BBFQ for discussion; What do you believe your life is currently declaring
about the Father and His kingdom?

Sadly, the old Rob’s sermon on Authentic Christianity has sufficient guilt and shame to preach well in many churches. Sadly, whether we recognize it or not, most evangelicals are well acquainted with the condemning voice of religion and have mistaken it for the Good Shepherd’s.

BBFQ for discussion; Do you think its possible that voices speaking in condemning tones (which create and reinforce guilt) are the voices of false shepherd’s who have snuck in unnoticed to the sheep pen? Note; Paul used a lot of ink warring with the religious spirits of his day. The mission of the religious spirit is to rob saints of the freedom Christ purchased for them.
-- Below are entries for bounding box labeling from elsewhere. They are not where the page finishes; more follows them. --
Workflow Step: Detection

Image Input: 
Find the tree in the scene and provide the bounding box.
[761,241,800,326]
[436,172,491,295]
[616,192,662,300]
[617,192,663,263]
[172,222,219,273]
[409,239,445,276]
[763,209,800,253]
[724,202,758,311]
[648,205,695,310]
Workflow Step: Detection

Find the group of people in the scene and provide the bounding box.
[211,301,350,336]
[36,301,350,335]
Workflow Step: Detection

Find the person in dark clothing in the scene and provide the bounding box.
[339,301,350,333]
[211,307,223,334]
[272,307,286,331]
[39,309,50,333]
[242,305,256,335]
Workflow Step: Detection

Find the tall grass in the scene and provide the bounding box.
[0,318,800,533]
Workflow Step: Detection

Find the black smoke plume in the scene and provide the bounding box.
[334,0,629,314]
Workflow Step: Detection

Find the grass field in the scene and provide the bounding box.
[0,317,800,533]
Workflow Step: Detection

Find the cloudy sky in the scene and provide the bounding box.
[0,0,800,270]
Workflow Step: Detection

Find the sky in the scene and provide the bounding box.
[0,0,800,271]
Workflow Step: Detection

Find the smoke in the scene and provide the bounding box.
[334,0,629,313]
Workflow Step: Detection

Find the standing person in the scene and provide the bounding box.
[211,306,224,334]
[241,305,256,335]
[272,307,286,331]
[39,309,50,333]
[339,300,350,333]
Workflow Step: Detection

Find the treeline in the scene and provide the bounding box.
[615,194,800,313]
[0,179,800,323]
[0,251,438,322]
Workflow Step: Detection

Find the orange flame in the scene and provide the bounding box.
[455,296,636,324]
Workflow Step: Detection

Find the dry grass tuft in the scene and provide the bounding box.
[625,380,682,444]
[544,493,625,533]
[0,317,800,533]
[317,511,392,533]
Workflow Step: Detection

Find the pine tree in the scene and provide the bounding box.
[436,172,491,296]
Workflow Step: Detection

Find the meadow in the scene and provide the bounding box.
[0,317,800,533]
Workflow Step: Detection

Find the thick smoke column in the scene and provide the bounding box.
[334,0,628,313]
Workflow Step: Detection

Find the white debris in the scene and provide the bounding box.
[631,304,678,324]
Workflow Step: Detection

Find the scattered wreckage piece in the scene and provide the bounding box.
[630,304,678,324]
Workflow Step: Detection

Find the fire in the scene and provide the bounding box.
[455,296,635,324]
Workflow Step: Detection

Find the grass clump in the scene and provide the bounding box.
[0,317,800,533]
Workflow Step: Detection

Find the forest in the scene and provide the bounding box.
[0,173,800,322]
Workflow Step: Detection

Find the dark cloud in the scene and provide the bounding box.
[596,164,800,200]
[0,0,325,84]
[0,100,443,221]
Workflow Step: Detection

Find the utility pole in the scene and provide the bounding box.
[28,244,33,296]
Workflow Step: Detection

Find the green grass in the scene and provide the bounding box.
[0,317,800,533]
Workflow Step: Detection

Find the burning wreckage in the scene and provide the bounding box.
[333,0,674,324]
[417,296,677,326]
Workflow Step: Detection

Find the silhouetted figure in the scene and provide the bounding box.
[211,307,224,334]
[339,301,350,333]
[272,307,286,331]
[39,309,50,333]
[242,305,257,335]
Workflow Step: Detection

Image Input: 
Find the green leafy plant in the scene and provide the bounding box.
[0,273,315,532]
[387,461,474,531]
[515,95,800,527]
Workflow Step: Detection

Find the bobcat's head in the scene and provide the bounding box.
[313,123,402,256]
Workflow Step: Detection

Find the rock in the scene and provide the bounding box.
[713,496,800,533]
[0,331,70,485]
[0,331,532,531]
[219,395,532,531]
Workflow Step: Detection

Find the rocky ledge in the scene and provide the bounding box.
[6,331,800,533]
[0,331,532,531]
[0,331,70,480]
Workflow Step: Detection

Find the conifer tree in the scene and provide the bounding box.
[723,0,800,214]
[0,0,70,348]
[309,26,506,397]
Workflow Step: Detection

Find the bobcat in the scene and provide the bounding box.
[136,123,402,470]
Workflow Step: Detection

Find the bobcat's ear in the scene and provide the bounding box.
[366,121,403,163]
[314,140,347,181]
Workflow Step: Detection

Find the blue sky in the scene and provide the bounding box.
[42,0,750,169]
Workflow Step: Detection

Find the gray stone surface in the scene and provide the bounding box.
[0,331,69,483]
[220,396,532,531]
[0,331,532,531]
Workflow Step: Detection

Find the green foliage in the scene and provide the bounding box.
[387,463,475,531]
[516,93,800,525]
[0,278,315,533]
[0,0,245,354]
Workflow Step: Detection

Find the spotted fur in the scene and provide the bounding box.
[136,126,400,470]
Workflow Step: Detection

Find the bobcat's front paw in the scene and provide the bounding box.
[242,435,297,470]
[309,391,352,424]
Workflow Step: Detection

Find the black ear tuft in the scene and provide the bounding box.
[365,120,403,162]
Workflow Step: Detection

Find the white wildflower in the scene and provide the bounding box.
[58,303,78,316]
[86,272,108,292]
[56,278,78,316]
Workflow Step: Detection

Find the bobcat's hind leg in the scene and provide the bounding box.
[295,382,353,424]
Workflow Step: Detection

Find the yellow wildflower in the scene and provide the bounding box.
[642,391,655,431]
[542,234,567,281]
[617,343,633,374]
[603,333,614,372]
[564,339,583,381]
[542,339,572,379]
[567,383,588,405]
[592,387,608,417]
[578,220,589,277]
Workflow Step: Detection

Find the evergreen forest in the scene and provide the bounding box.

The tremendously good news is that there is a safe place for us in Christ where we can be immune from guilt and shame. In that space, with John, we can live joyously free in our identities that are rooted and founded in Christ. Our new identities, which have been freshly resurrected with Him, are eternally superior ones to our fallen identities which have been buried with Christ. Our lives, like John, can declare that we are those disciples whom Jesus loves.

As we find our home in the broad and safe spaces of His love, we in turn, will be able to create safe space and shelter for those God has placed around us. This is our kingdom destiny.

“The kingdom of heaven is like a mustard seed, which a man took and planted in his field. Though it is the smallest of all seeds, yet when it grows, it is the largest of garden plants and becomes a tree, so that the birds come and (safely) perch in its branches.”

Even though this plant may currently appear exceedingly small, God is inviting His family to invest now in His Kingdom by revisiting much that we have assumed within our own hearts and in our religious cultures which have produced such a limited harvest of righteousness peace and joy. You may be asking how can I enter this supposed life? Certainly it will be by faith but also interacting with the BBFQ’s might provide just the stimulus this young kingdom plant needs.

Father, give us eyes to see this Kingdom of Yours that You have hidden in our hearts as a revelation to this world in its latter hours. May we lay hold of Your Kingdom’s culture and its eternal values which are intended as the government of our hearts. May our lives shout with a clarity yet to be heard in this earth, that we are the disciples that You have loved. May our words and deeds make a clear declaration that You are risen from the grave and that you are transforming Your Church by exposing the lies of Satan and evicting him from his strongholds; reclaiming all that is rightfully Your inheritance and ours. May every expression of our lives reflect that ours is a good and a sovereign God. Father, in our freshly acquired joy and freedom, receive the reward of Your sufferings. Bless You Lord. You are indeed astonishing.